Selon les partisans de ce changement anticipé, des milliers de personnes qui se disent »mineurs » d’Ether se retrouveront donc au chômage, mais ce sera pour la bonne cause. Cette méthode, critiquée pour son gaspillage d’énergie, sera remplacée par la « Proof of Stake », dans laquelle les validateurs devront miser 32 Ether, la crypto-monnaie associée à Ethereum, dans un pot commun afin d’obtenir la récompense, qui équivaut à environ 50 000 euros. Selon les informations fournies par Chainalysis, « la validation d’une pièce de monnaie aura lieu sur un smart contract, qui restera verrouilléjusqu’à ce qu’un validateur choisi au hasard certifie chaque nouveau bloc afin de collecter ensuite la récompense correspondante. »
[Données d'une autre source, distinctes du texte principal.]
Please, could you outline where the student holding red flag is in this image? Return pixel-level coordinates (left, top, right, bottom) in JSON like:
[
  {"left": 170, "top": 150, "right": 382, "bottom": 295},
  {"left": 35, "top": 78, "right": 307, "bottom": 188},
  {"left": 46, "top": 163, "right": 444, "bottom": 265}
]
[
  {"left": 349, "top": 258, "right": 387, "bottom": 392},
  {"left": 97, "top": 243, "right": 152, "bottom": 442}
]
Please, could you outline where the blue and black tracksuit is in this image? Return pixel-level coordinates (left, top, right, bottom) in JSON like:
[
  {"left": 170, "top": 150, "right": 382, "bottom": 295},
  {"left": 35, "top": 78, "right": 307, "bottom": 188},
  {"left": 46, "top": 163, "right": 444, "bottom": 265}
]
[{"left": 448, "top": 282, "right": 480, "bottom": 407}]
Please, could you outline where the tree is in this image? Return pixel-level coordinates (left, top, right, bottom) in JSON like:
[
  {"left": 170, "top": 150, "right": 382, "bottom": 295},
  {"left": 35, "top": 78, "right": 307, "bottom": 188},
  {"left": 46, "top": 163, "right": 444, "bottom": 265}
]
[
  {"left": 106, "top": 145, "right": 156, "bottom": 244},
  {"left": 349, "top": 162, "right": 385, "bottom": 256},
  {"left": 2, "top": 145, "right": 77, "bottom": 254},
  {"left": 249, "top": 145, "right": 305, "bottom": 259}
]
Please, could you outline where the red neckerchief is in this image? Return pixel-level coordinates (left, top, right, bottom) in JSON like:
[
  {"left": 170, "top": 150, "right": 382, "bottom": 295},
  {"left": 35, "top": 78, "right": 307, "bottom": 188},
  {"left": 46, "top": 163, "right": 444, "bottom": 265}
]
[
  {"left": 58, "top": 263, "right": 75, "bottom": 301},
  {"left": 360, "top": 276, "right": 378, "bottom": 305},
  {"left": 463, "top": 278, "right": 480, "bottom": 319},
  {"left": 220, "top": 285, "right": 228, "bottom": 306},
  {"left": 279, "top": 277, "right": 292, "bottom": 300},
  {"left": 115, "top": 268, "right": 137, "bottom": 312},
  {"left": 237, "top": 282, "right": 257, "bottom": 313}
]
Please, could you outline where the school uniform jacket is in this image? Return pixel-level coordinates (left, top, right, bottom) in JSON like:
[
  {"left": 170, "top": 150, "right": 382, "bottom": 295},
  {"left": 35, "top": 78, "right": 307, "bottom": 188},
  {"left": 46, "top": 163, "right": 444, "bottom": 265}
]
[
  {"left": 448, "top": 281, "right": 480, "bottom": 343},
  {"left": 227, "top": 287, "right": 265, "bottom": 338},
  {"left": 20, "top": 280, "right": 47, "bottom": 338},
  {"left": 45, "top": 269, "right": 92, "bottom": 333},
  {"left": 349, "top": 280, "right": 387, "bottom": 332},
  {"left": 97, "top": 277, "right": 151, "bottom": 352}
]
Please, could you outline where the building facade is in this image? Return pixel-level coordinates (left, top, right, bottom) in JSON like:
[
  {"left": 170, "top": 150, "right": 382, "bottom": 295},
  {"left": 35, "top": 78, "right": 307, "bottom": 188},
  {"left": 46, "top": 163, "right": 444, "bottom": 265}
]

Malgré le fait que de nombreux tests aient été effectués en amont, le passage d’un protocole plus ancien à un protocole plus actuel comporte certains soucis techniques. Les plus grandes plateformes d’échange, dont Binance, Coinbase et BitPanda, entre autres, ont évoqué la possibilité de geler temporairement les échanges d’Ether. La date et le calendrier du changement du système de preuve d’enjeu dépendent du bloc le plus récent qui a été extrait à l’aide de la technique traditionnelle. Sur Internet, plusieurs comptes à rebours indiquent l’heure cruciale.

Qui est chargé de cette opération sensible sur Ethereum ?
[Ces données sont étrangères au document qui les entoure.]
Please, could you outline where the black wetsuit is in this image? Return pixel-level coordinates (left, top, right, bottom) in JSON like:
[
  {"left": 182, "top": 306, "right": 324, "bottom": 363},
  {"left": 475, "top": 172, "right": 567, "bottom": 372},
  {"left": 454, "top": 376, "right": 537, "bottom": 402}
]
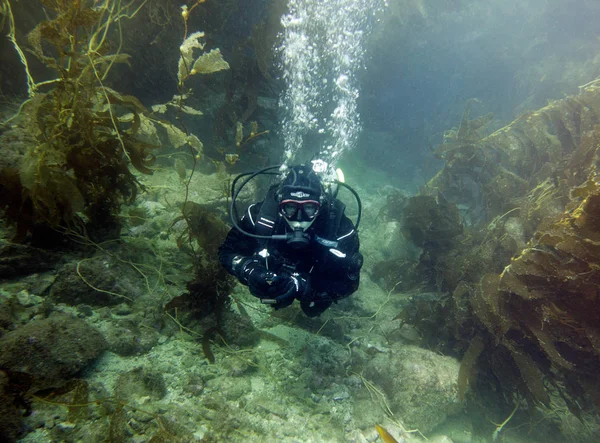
[{"left": 219, "top": 200, "right": 362, "bottom": 317}]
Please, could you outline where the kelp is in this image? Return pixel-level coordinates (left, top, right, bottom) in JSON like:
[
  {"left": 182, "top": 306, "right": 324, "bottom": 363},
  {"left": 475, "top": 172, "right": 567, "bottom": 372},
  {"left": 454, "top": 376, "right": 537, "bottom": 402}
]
[
  {"left": 0, "top": 0, "right": 156, "bottom": 240},
  {"left": 397, "top": 85, "right": 600, "bottom": 417}
]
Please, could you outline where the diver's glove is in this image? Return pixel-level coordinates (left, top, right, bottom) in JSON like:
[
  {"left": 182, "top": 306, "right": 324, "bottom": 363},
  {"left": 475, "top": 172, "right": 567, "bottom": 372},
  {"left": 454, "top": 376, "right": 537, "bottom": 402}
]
[
  {"left": 270, "top": 273, "right": 310, "bottom": 309},
  {"left": 236, "top": 259, "right": 275, "bottom": 298}
]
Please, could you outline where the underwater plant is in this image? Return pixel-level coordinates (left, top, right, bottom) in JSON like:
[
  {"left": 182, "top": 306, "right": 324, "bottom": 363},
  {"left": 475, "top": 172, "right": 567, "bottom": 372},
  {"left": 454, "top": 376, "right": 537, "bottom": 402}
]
[
  {"left": 397, "top": 85, "right": 600, "bottom": 436},
  {"left": 0, "top": 0, "right": 156, "bottom": 241}
]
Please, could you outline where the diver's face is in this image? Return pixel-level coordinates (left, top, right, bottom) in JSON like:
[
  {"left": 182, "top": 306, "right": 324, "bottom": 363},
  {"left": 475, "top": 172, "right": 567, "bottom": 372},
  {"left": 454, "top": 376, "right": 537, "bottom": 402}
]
[{"left": 279, "top": 199, "right": 321, "bottom": 231}]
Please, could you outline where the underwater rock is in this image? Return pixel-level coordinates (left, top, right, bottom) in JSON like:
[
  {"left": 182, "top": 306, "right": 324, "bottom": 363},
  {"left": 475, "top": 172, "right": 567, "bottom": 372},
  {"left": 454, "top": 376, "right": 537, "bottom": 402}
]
[
  {"left": 115, "top": 368, "right": 167, "bottom": 404},
  {"left": 0, "top": 314, "right": 106, "bottom": 392},
  {"left": 0, "top": 371, "right": 23, "bottom": 442},
  {"left": 103, "top": 319, "right": 158, "bottom": 357},
  {"left": 0, "top": 243, "right": 59, "bottom": 278},
  {"left": 365, "top": 346, "right": 462, "bottom": 434},
  {"left": 50, "top": 257, "right": 137, "bottom": 306},
  {"left": 219, "top": 310, "right": 260, "bottom": 348}
]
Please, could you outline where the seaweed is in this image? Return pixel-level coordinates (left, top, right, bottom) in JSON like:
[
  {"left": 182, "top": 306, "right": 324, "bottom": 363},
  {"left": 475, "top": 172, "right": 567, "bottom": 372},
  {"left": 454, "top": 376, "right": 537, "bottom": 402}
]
[
  {"left": 396, "top": 85, "right": 600, "bottom": 424},
  {"left": 0, "top": 0, "right": 156, "bottom": 241}
]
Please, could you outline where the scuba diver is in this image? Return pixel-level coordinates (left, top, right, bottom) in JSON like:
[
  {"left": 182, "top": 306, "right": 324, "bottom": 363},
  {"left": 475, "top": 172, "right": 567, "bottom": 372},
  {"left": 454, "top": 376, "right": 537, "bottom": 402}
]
[{"left": 219, "top": 160, "right": 363, "bottom": 317}]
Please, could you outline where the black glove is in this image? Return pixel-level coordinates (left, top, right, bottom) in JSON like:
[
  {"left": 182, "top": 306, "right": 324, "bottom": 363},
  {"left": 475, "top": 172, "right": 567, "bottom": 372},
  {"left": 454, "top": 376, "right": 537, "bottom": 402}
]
[
  {"left": 240, "top": 261, "right": 275, "bottom": 298},
  {"left": 271, "top": 273, "right": 310, "bottom": 309}
]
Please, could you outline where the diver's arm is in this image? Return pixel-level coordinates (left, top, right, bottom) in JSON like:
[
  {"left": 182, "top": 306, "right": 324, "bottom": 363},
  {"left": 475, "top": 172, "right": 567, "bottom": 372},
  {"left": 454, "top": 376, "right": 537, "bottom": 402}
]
[
  {"left": 311, "top": 216, "right": 363, "bottom": 300},
  {"left": 219, "top": 203, "right": 260, "bottom": 277}
]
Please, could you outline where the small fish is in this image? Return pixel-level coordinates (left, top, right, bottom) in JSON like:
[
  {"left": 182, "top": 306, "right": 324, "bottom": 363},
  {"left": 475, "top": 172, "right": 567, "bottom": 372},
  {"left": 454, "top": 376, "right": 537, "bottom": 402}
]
[{"left": 375, "top": 425, "right": 398, "bottom": 443}]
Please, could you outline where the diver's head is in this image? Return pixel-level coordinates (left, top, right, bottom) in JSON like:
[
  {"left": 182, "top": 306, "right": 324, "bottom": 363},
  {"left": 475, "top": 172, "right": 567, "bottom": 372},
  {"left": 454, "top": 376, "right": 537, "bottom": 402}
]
[{"left": 278, "top": 165, "right": 325, "bottom": 231}]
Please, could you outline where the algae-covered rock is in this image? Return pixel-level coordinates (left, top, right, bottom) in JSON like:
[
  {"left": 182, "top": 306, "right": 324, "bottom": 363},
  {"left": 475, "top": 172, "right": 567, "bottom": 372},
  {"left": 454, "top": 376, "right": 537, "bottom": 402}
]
[
  {"left": 115, "top": 368, "right": 167, "bottom": 402},
  {"left": 50, "top": 257, "right": 137, "bottom": 306},
  {"left": 0, "top": 314, "right": 106, "bottom": 391},
  {"left": 365, "top": 346, "right": 462, "bottom": 433}
]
Ils devront remplacer les composants essentiels du moteur pendant qu’il fonctionne encore. La nouvelle version d’Ethereum, 2.0, est entièrement distribuée et décentralisée. Charlie Guillemot, co-PDG d’Unagi, une start-up qui publie un jeu de fantasy soccer avec des NFT, explique que « ce n’est pas une entreprise derrière, mais de nombreux développeurs dans le monde entier qui veulent prouver que ce réseau a un avenir. » Les grandes entreprises de ce secteur n’ont pas hésité à affecter des membres de leurs équipes à cette entreprise monumentale.
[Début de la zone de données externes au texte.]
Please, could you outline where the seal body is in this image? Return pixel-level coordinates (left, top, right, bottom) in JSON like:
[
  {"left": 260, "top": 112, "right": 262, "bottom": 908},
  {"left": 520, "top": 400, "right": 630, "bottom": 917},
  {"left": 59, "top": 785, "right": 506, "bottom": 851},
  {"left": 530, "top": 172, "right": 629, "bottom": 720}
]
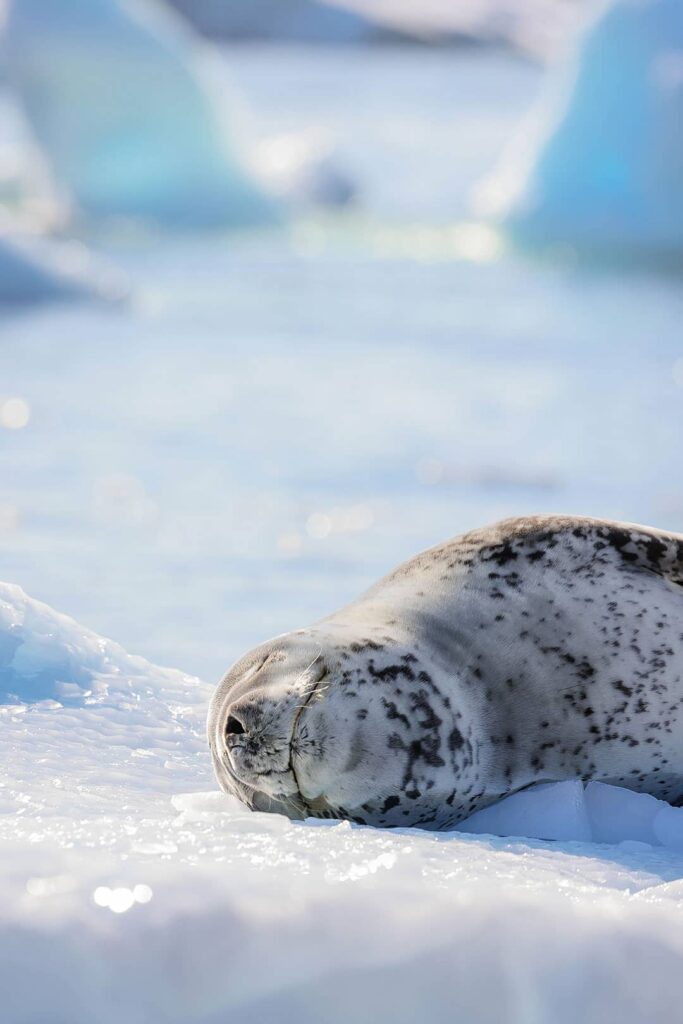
[{"left": 208, "top": 516, "right": 683, "bottom": 828}]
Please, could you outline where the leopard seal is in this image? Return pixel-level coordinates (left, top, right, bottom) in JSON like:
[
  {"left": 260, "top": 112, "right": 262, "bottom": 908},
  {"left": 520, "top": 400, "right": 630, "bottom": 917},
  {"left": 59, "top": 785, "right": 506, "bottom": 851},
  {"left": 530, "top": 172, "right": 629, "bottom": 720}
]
[{"left": 208, "top": 515, "right": 683, "bottom": 829}]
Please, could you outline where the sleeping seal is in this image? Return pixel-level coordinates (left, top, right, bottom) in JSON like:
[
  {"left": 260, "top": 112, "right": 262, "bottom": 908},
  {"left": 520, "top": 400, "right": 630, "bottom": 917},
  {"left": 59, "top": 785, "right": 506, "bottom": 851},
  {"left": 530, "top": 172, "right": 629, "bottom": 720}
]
[{"left": 208, "top": 516, "right": 683, "bottom": 828}]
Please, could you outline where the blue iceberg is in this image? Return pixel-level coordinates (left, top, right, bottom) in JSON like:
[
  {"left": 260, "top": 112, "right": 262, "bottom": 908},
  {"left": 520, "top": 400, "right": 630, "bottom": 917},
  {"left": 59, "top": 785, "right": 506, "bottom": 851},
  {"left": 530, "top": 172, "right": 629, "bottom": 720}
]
[
  {"left": 489, "top": 0, "right": 683, "bottom": 261},
  {"left": 3, "top": 0, "right": 276, "bottom": 228}
]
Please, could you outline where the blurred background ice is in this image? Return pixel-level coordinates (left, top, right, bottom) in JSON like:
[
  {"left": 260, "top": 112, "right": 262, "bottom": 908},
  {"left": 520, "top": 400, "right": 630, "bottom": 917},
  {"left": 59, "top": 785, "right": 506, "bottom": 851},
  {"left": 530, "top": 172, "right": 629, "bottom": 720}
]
[
  {"left": 0, "top": 0, "right": 683, "bottom": 679},
  {"left": 0, "top": 0, "right": 683, "bottom": 1024}
]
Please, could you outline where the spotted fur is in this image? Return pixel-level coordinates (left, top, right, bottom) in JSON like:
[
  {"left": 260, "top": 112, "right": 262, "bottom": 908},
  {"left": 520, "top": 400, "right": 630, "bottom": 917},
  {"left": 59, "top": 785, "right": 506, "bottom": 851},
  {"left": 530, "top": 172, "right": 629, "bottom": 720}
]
[{"left": 209, "top": 516, "right": 683, "bottom": 828}]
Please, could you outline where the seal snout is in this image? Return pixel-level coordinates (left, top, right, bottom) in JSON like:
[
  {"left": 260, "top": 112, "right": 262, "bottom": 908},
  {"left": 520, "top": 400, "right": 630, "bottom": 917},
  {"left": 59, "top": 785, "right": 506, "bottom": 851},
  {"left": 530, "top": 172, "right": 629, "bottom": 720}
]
[{"left": 209, "top": 638, "right": 326, "bottom": 810}]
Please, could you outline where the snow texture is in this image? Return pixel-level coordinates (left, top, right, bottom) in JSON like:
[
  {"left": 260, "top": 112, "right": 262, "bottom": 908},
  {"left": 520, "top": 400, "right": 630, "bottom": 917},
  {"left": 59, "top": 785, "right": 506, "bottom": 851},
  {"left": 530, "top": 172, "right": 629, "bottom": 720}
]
[
  {"left": 484, "top": 0, "right": 683, "bottom": 261},
  {"left": 3, "top": 0, "right": 276, "bottom": 227},
  {"left": 0, "top": 585, "right": 683, "bottom": 1024}
]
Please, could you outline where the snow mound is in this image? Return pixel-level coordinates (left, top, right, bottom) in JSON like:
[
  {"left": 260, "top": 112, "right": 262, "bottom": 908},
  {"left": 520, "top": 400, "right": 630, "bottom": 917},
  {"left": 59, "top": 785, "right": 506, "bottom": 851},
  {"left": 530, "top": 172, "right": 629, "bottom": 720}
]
[
  {"left": 482, "top": 0, "right": 683, "bottom": 262},
  {"left": 0, "top": 583, "right": 187, "bottom": 707},
  {"left": 3, "top": 0, "right": 276, "bottom": 227},
  {"left": 459, "top": 779, "right": 683, "bottom": 851},
  {"left": 0, "top": 232, "right": 126, "bottom": 305},
  {"left": 0, "top": 585, "right": 683, "bottom": 1024}
]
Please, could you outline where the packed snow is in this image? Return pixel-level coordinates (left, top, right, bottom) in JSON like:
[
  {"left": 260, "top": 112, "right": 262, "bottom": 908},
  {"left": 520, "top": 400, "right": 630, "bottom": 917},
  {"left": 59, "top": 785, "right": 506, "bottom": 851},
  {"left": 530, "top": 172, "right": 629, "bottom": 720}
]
[
  {"left": 2, "top": 0, "right": 278, "bottom": 227},
  {"left": 482, "top": 0, "right": 683, "bottom": 262},
  {"left": 0, "top": 585, "right": 683, "bottom": 1024}
]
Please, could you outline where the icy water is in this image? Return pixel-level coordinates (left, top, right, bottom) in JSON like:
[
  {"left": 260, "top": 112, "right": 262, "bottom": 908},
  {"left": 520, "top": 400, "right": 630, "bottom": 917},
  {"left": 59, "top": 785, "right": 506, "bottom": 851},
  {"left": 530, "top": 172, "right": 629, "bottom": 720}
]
[{"left": 0, "top": 49, "right": 683, "bottom": 1024}]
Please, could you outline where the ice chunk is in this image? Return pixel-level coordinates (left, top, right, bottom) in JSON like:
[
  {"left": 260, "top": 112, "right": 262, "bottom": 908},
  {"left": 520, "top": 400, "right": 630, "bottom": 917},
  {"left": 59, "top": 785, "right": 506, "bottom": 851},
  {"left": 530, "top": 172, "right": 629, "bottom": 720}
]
[
  {"left": 166, "top": 0, "right": 401, "bottom": 44},
  {"left": 0, "top": 232, "right": 126, "bottom": 305},
  {"left": 586, "top": 782, "right": 668, "bottom": 845},
  {"left": 4, "top": 0, "right": 275, "bottom": 227},
  {"left": 484, "top": 0, "right": 683, "bottom": 259},
  {"left": 652, "top": 801, "right": 683, "bottom": 853},
  {"left": 459, "top": 779, "right": 591, "bottom": 842},
  {"left": 0, "top": 583, "right": 202, "bottom": 708}
]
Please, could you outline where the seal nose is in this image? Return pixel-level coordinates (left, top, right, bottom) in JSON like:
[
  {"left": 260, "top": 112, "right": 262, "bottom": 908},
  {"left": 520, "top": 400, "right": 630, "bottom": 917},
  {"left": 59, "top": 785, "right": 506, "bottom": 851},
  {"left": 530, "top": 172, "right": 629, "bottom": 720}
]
[
  {"left": 225, "top": 712, "right": 249, "bottom": 748},
  {"left": 225, "top": 715, "right": 247, "bottom": 736}
]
Qu’est-ce que cela change exactement au réseau Ethereum ?

Parce que la nouvelle approche met davantage l’accent sur les logiciels que sur la puissance de calcul, les validateurs de transactions, ainsi que l’importante infrastructure électrique dont ils ont besoin, ne seront plus nécessaires au bon fonctionnement de la machine.

Joe Lubin, co-créateur d’Ethereum et PDG de ConsenSys, qui publie notamment le portefeuille MetaMask, nous a assuré que « la consommation d’énergie d’Ethereum chuterait de 99 % » si le merge réussit et se déroule comme prévu. L’empreinte carbone de la blockchain Ethereum pousse actuellement certains artistes et industriels à la boycotter. Cependant, le succès du merge « pourrait, au fil du temps,accroître l’acceptabilité d’Ethereum et de toutes les applications construites sur la blockchain, par les décideurs et les régulateurs », anticipe le bancassureur néerlandais ING dans une note récente sur le sujet.

De plus en plus de secteurs, dont la banque et l’assurance, mais aussi la logistique et les soins de santé, trouvent des cas d’utilisation de la technologie blockchain. Et la possibilité que les gens effectuent leurs achats quotidiens avec une crypto-monnaie ayant un impact moindre sur l’environnement se rapproche.